Metadata
- Source
- DECA-287
- Type
- Bug
- Priority
- Major
- Status
- Open
- Resolution
- N/A
- Assignee
- N/A
- Reporter
- Jonathan Hung
- Created
2012-06-27T15:51:37.201-0400 - Updated
2013-01-27T12:05:45.948-0500 - Versions
-
- 0.5
- 0.6
- 0.7
- Fixed Versions
-
- Future
- Component
-
- genpdf
Description
For some images, large sections of text are omitted when generating Type 3 or Type 4. Typically the top few lines of text would be missing.
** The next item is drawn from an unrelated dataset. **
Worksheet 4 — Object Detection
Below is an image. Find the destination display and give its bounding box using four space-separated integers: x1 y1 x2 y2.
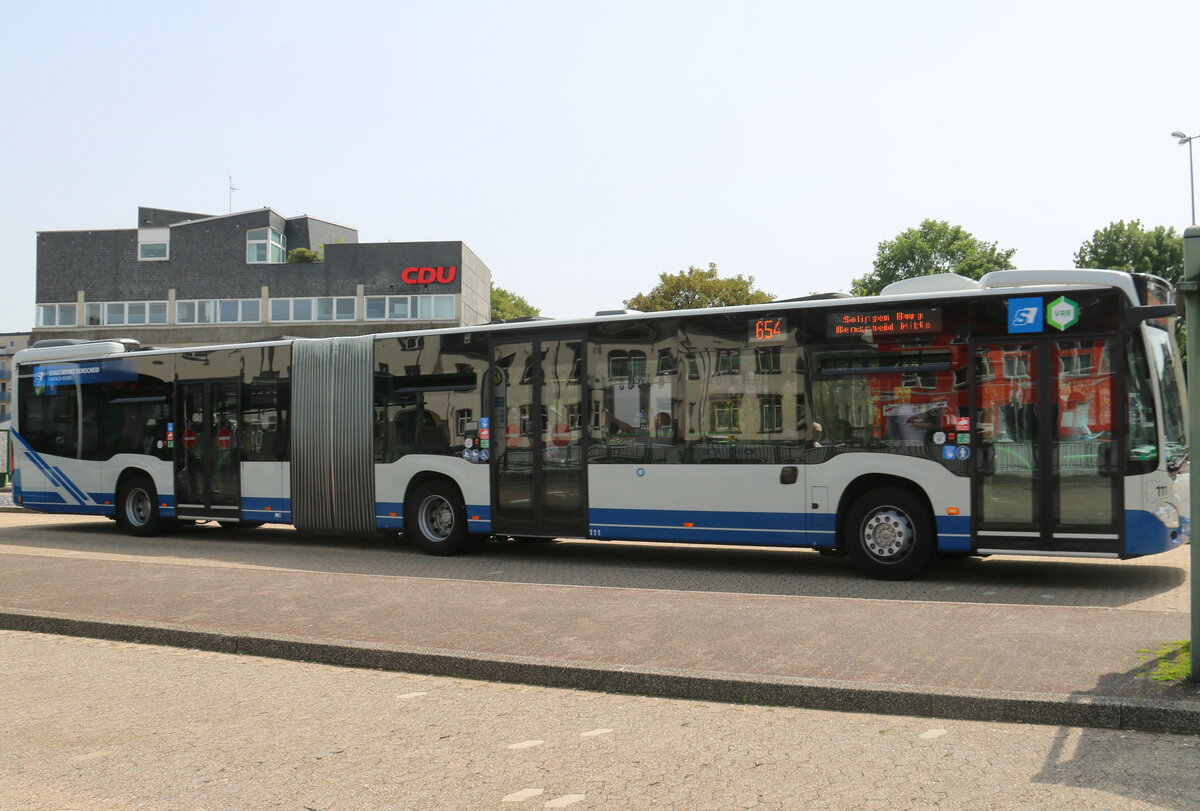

To reproduce, run the following on the relevant image:
./decapod-genpdf.py -d test-t4 -t 4 -p test-t4.PDF filename.png/jpeg
./decapod-genpdf.py -d test-t3 -t 3 -p test-t3.PDF filename.png/jpeg
The following two images reproduce this error:
2-1-1.jpg
faithful-to-the-book-page-4-copy.jpeg (see attached PDF to see the results of a Type 3 export)
The following two images do not produce this error (despite being somewhat similar):
4-1-01-grey.jpg
Image_0016-grey.png
Format and colour do not appear to play a role as colour or TIFF versions of problematic images exhibit the same behaviour.
Attachments
Comments
-
tamir@tamirhassan.com commented
2013-01-27T12:03:52.545-0500 The reason is because the line-finding stage of layout analysis has failed and the lines have not been found – and used for further processing.
I've tried it out with the current version and get a much better result – only the page number at the top is missing.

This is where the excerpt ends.